We desperately need this and not Uber or WeWork (albeit market and marketing
say different).

Great achievement.

[https://theoceancleanup.com/](https://theoceancleanup.com/)

------
kilo_bravo_3
One of the worst things about the internet is that a couple of months ago,
when the Ocean Cleanup Project was having some problems, there were several
quadrillion articles posted, from comments on social media to entire news
articles, calling it a failure and scam.

Including on Hacker News.

Now that it is working the crickets in here are deafening.
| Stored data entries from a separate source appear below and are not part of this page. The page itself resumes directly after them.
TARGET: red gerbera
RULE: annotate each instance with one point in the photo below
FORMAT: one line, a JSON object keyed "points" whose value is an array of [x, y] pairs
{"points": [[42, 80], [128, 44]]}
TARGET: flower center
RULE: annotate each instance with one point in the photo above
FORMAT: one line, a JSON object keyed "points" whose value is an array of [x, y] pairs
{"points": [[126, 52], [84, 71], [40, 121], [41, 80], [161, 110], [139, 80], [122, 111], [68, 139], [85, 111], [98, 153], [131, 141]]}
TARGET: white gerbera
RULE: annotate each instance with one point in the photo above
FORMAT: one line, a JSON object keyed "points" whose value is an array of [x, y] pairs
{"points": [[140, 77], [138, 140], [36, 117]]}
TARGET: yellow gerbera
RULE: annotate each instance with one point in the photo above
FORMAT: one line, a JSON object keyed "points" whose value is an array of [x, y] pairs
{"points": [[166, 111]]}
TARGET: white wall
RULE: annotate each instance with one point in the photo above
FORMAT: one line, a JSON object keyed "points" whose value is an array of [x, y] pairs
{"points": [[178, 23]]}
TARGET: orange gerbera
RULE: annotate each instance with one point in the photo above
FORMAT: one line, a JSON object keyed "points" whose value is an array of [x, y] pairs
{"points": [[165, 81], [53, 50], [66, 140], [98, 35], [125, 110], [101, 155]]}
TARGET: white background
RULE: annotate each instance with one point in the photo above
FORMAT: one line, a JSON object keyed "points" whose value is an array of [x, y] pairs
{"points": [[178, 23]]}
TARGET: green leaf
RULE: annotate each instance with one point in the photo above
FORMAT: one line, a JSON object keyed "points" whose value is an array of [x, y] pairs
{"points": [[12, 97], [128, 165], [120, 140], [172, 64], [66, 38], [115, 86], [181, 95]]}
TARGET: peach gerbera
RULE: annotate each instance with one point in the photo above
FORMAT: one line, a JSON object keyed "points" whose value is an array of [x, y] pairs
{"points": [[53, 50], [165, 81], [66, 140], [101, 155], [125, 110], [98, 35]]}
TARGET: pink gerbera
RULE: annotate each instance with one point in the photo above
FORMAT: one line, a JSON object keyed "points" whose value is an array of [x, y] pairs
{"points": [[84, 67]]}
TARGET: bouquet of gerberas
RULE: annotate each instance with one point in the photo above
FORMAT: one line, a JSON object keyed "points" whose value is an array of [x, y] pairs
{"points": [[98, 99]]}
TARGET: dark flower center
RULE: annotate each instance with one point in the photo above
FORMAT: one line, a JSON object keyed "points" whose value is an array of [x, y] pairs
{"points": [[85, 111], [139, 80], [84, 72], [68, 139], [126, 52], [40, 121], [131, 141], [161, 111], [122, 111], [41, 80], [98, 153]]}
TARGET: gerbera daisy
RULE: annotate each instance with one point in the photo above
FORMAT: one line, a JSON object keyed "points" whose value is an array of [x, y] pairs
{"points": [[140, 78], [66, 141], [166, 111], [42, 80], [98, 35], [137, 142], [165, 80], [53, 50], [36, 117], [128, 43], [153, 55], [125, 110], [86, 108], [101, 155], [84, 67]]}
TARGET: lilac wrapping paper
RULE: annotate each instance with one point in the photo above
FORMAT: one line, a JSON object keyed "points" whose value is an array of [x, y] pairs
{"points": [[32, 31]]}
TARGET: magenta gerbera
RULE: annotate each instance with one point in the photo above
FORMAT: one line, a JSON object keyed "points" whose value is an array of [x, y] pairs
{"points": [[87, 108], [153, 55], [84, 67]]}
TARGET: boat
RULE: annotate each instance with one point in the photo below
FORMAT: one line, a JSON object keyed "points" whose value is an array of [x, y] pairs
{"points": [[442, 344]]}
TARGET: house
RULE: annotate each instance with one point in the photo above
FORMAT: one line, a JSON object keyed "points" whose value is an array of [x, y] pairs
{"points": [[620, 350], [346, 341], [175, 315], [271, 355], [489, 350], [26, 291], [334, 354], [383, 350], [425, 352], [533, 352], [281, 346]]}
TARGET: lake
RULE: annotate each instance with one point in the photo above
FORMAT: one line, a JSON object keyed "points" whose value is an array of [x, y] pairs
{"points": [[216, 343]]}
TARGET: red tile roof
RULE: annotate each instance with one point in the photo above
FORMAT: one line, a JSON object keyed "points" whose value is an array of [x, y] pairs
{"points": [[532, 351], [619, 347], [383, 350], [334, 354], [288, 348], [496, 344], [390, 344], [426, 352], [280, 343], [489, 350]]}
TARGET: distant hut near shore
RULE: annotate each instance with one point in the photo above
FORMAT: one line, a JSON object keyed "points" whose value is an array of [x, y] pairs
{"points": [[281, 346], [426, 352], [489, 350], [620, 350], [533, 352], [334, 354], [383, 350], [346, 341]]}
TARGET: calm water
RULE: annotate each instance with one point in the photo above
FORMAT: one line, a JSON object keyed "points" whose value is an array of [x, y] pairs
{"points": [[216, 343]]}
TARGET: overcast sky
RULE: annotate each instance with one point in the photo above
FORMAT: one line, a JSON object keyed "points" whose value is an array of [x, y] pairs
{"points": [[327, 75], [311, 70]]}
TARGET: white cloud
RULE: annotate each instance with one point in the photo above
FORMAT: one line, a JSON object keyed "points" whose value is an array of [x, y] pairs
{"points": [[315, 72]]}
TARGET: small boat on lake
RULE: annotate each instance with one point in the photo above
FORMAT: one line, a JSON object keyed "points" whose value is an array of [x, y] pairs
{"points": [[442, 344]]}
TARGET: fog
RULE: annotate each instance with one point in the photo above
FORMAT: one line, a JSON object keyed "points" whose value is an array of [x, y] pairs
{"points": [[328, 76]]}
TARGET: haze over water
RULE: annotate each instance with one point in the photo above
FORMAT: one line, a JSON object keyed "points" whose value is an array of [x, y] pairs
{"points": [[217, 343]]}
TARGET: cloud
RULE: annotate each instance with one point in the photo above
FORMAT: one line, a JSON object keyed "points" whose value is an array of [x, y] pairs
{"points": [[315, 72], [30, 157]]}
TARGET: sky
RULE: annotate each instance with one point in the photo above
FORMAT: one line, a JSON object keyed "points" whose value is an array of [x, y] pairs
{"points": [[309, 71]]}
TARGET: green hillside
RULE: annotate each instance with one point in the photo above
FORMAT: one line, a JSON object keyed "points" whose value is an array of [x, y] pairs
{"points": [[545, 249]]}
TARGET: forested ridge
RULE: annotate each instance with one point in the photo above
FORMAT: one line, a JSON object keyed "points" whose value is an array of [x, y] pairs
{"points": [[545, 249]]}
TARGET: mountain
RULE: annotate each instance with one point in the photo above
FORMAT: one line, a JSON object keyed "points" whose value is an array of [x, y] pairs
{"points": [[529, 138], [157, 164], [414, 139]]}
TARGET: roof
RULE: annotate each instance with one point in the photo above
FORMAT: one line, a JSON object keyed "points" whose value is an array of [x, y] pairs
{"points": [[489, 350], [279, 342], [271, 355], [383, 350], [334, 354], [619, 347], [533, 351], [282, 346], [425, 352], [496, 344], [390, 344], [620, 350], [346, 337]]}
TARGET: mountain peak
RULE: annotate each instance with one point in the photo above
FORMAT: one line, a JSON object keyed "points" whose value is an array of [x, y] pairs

Take this comment, which is the top search result for "ocean cleanup project
site:news.ycombinator.com":

> The Ocean Cleanup Project is essentially a scam at this point. It can't work
> for numerous ecological (scoops up ocean life) and engineering (the ocean is
> HUGE, corrosive, and violent) reasons. Not to mention that ocean
> microplastics are distributed throughout the first 100 meters of ocean
> water, and this goes nowhere near that deep. Of course, they dismiss these
> concerns or deflect with scientific BS (which the media gobbles up) whenever
> they are brought up.

>They can't get this to work on such a minuscule scale in placid water off the
coast of the Netherlands, it won't work in the North Pacific on a far grander
scale.

If the internet had been around in 1903:

>The Wright Brothers are essentially a scam at this point. Their airplane
won't work for numerous technological and engineering reasons. Not to mention
the sky is huge and the plane only flew for 3.5 seconds and was damaged upon
landing. Of course, they dismiss these concerns or deflect with scientific BS
whenever they are brought up.

>If they can't get more than a THIRTY SEVEN METERS in the placid air on the
coast of North Carolina, airplanes won't work in the turbulent winds of other
regions on earth.

------
Elizabethrud
That’s really great! Cause this is a serious problem and we must solve it
anyway.